Stéatose Hépatique Aiguë Gravidique (SHAG)

La stéatose hépatique aiguë gravidique (SHAG) est une maladie rare, mais potentiellement mortelle, qui survient au troisième trimestre de la grossesse. Elle est caractérisée par une accumulation brutale d'acides gras dans les hépatocytes, liée à une anomalie de la bêta-oxydation mitochondriale.

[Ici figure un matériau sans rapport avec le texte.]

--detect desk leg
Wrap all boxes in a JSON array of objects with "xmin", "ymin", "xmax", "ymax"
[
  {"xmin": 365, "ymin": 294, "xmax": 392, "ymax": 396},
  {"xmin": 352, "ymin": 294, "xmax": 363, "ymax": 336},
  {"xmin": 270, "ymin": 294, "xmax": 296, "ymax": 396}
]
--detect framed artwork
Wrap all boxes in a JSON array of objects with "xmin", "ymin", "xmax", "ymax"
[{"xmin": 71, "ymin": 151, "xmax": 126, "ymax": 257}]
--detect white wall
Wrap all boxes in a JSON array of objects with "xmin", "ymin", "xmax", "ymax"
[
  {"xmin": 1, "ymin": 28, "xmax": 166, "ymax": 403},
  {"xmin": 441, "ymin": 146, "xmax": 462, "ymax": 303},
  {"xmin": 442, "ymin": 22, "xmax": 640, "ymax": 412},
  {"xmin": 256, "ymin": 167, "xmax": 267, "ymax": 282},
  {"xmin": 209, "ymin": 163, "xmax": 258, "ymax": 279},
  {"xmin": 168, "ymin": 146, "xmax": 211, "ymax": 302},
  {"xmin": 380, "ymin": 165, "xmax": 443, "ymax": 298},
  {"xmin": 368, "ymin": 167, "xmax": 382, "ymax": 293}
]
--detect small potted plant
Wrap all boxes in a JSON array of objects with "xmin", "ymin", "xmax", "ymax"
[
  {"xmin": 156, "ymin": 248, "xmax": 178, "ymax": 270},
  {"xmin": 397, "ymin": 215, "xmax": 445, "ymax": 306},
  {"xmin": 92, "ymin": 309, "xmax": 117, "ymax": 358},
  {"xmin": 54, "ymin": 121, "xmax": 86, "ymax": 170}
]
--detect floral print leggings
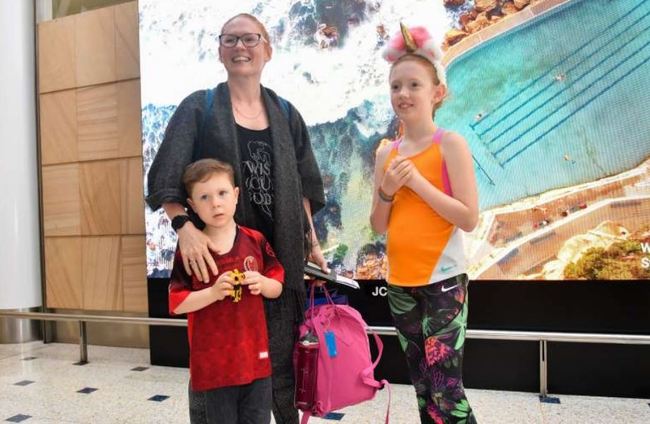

Sur le plan clinique, la SHAG se manifeste par des nausées, des vomissements, des douleurs épigastriques, une polyuro-polydipsie, une hypertension artérielle et des céphalées. Un ictère peut être présent en cas de diagnostic tardif. Sur le plan biologique, on observe une élévation des transaminases, une hyperbilirubinémie, une thrombopénie, une hyperuricémie et une hyperleucocytose à polynucléaires neutrophiles. L'échographie peut révéler un foie hyperéchogène. Le traitement de la SHAG repose sur l'évacuation utérine précoce.

Hyperemesis Gravidarum

L'hyperemesis gravidarum correspond aux vomissements gravidiques incoercibles du premier trimestre. Ces vomissements entraînent un amaigrissement et des troubles électrolytiques qui motivent le plus souvent une hospitalisation. La prévalence de l’hyperemesis gravidarum est de 0,3 à 1% des grossesses. La cause exacte de cette affection n’est pas connue et l’origine semble multifactorielle. On observe fréquemment au cours de cette affection des anomalies des tests hépatiques avec parfois une hypertransaminasémie importante et éventuellement un ictère.

Diagnostic Différentiel

Il est important de distinguer les différentes hépatopathies gravidiques afin d'adapter la prise en charge. Le diagnostic différentiel peut être difficile, en particulier entre la prééclampsie avec syndrome HELLP et la stéatose hépatique aiguë gravidique.